Salah satu metode untuk menyiapkan pakan itu adalah dengan sistem Hay, yakni tanaman hijau dipotong-potong, dikeringkan, lalu disimpan dalam waktu lama. Pakan itu bisa diberikan pada musim kemarau saat pasokan pakan dari alam berkurang. Jenis tanaman yang bisa dioleh dengan sistem Hay antara lain kacang-kacangan dan rumput.
”Sistem pembuatan Hay ini kami sudah ajarkan ke semua kelompok tani sejak tahun 1990-an. Saya sudah terlibat di bidang ini 30 tahun lebih.
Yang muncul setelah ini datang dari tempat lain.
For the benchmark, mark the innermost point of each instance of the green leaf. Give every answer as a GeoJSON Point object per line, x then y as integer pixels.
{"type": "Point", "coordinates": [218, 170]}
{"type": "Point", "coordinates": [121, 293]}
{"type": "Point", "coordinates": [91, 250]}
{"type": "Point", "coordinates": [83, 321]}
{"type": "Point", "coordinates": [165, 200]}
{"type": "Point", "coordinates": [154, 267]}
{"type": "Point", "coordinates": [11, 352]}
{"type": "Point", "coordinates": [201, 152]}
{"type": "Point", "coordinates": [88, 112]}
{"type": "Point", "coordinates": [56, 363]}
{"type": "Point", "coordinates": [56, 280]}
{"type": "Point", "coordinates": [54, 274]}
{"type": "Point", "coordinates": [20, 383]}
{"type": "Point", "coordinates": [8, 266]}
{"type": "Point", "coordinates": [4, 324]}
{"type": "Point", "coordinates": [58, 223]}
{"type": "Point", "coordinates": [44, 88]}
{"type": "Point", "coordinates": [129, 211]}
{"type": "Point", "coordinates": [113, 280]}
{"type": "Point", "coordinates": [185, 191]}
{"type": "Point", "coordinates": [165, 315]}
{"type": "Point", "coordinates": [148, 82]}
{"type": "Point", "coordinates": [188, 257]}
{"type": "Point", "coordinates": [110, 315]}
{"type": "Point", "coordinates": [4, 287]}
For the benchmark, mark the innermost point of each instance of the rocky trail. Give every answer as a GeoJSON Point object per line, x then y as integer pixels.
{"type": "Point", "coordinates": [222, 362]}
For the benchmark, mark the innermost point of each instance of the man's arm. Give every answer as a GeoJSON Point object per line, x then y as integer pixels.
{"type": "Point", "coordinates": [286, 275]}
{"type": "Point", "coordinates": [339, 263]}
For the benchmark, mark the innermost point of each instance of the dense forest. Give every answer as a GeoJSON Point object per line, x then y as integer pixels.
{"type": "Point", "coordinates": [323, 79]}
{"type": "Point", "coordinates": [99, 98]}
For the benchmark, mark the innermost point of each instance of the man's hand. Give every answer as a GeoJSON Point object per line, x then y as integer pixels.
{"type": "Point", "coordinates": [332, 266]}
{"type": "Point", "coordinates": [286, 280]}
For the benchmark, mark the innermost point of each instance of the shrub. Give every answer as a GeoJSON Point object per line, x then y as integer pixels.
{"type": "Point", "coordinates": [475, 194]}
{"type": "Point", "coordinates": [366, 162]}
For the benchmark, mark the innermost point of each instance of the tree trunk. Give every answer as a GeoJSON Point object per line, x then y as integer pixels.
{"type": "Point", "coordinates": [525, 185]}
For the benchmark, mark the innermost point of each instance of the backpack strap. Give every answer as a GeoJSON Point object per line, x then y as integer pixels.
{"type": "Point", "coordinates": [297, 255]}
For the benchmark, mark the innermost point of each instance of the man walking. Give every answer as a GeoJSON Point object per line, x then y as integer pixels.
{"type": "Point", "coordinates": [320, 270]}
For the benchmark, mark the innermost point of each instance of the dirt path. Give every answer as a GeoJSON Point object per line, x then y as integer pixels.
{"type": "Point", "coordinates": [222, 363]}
Karena itu, melalui ketua kelompok tani, kami terus mendorong peternak agar memanfaatkan keterampilan dan pengetahuan yang telah mereka dapatkan,” kata Gusti.
Namun, Gusti menuturkan, setelah mengikuti pelatihan, banyak peternak yang kembali memberi makan ternaknya dengan cara lama. Selama musim hujan, peternak biasanya menggiring ternak ke hutan untuk mencari makan lalu dibawa pulang pada sore hari. Ada pula yang membiarkan ternak mengembara di padang penggembalaan sampai berbulan-bulan.
Dami Tallok (54), peternak di Kelurahan Liliba, Kota Kupang, mengatakan, pada musim hujan, banyak peternak yang kesulitan mencari rumput segar untuk pakan ternak. Jumlah tanaman untuk pakan ternak terus menyusut karena kebakaran lahan dan penggundulan hutan.
”Sistem Hay itu baik, tetapi kandungan zat-zat gizi pakan akan menyusut jika dikeringkan. Apalagi, stok pakan sekarang terbatas. Musim hujan dan kemarau pun tetap sama. Pemda harus pikirkan soal ini,” kata Tallok.